Negli anni venti tutti i governi baltici attuarono radicali riforme agrarie intese a spezzare il latifondo (proprietà quasi esclusiva del patriziato tedesco in Estonia e in Lettonia). La vita politica fu tuttavia dominata dall’instabilità (20 governi si susseguirono in Estonia fino al 1934) e influenzata negativamente dalla precaria situazione geopolitica di una regione sospesa fra le mire di tre vicini: l’Unione Sovietica, la Germania (che teneva aperto un contenzioso con la Lituania su Memel, l’attuale Klaip˙eda, città portuale a maggioranza tedesca) e la Polonia. Nel 1926, proprio la firma di un patto di non aggressione lituano-sovietico portò al colpo di Stato militare attuato dalle forze che si opponevano al riavvicinamento all’URSS. Il regime autoritario guidato da Antanas Smetona restò in piedi fino al 1940.
Nonostante questo sgradevole precedente, i governi di coalizione estone e lettone decisero di imitare la Lituania per rafforzare la sicurezza dei rispettivi Stati ed entro il 1932 strinsero patti di non aggressione con l’Unione Sovietica.

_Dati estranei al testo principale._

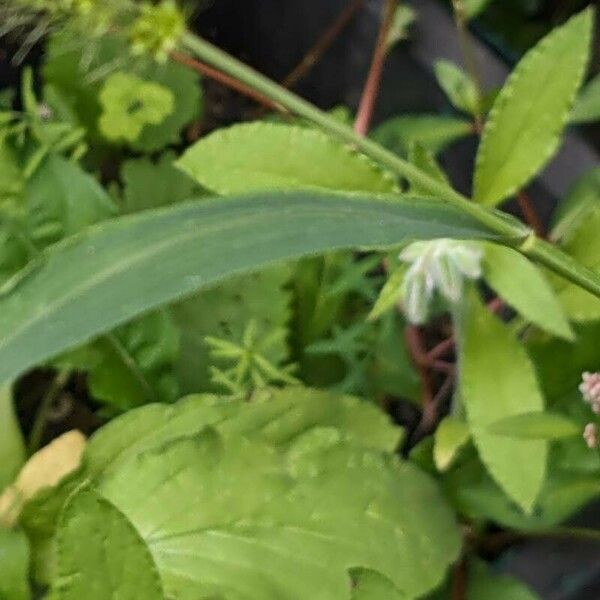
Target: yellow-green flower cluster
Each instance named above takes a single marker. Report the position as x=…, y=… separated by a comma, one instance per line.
x=157, y=29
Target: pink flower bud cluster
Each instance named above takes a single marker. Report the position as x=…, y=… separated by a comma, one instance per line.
x=590, y=435
x=590, y=388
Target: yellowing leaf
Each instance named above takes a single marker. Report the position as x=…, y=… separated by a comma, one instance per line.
x=45, y=469
x=528, y=117
x=498, y=380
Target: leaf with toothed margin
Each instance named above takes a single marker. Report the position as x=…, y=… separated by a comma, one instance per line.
x=497, y=381
x=525, y=125
x=206, y=503
x=258, y=156
x=113, y=272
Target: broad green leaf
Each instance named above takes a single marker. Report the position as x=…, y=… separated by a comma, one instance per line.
x=132, y=365
x=111, y=273
x=14, y=565
x=371, y=585
x=458, y=86
x=149, y=184
x=536, y=426
x=450, y=437
x=12, y=447
x=525, y=125
x=433, y=132
x=425, y=161
x=390, y=294
x=498, y=380
x=583, y=244
x=587, y=105
x=101, y=554
x=272, y=510
x=477, y=497
x=525, y=288
x=278, y=417
x=258, y=156
x=63, y=199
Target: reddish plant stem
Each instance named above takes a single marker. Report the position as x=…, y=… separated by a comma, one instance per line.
x=371, y=90
x=314, y=55
x=529, y=213
x=416, y=346
x=225, y=80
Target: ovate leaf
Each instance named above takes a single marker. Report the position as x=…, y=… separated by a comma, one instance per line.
x=536, y=426
x=110, y=274
x=587, y=106
x=525, y=288
x=258, y=156
x=371, y=585
x=458, y=86
x=277, y=417
x=101, y=555
x=14, y=565
x=498, y=380
x=525, y=125
x=246, y=502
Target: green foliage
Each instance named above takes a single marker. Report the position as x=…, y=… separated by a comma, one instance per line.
x=498, y=381
x=14, y=565
x=310, y=278
x=12, y=447
x=587, y=106
x=536, y=426
x=266, y=496
x=450, y=437
x=433, y=132
x=129, y=104
x=525, y=288
x=525, y=124
x=132, y=365
x=458, y=86
x=223, y=313
x=257, y=156
x=113, y=273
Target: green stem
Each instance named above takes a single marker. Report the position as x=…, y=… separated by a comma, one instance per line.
x=231, y=66
x=512, y=232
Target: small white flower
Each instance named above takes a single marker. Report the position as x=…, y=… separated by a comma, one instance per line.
x=590, y=389
x=440, y=265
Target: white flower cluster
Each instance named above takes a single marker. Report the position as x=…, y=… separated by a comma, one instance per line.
x=590, y=389
x=440, y=265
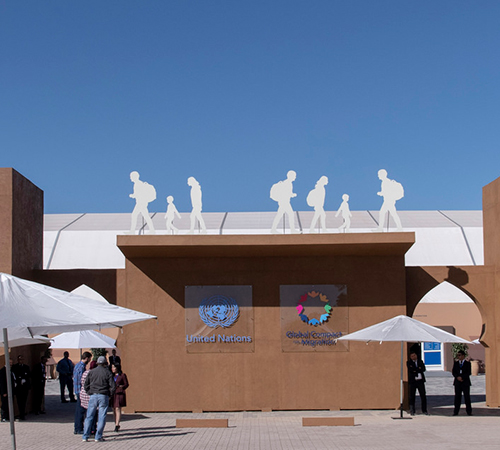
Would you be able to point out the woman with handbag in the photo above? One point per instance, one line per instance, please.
(119, 398)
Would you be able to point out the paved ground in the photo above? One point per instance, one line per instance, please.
(276, 430)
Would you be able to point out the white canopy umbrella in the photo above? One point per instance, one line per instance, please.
(28, 341)
(402, 329)
(82, 339)
(28, 309)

Nel 1933 l’ascesa al potere di Hitler spinse i paesi baltici a rafforzare la propria cooperazione. Il 12 settembre 1934 venne costituita la cosiddetta “Intesa baltica”, un patto decennale che escludeva i contenziosi territoriali fra gli stessi paesi baltici. Secondo Ralph Tuchtenhagen, tale formazione nasceva debole proprio in quanto ognuno dei tre Stati si contrapponeva a una diversa potenza europea: l’Estonia all’URSS, la Lettonia alla Germania, la Lituania alla Polonia 95. Il rafforzamento dei conflitti etnici e la crisi economica mondiale mandarono in crisi il pluralismo politico. Nella primavera del 1934, colpi di Stato incruenti attuati in Estonia e in Lettonia portarono allo smantellamento del regime parlamentare, sostituito da governi presidenziali di carattere autoritario e dai tratti corporativi, sostenuti da milizie paramilitari e ispirati a un nazionalismo al tempo stesso intransigente e “integrativo”. Al momento dello scoppio della Seconda guerra mondiale la regione baltica era governata da regimi ormai stabili, che raccoglievano il consenso di buona parte della popolazione nonostante le diverse opinioni politiche. Fu l’evoluzione della situazione internazionale nel 1938-39 a decretare la fine della loro indipendenza.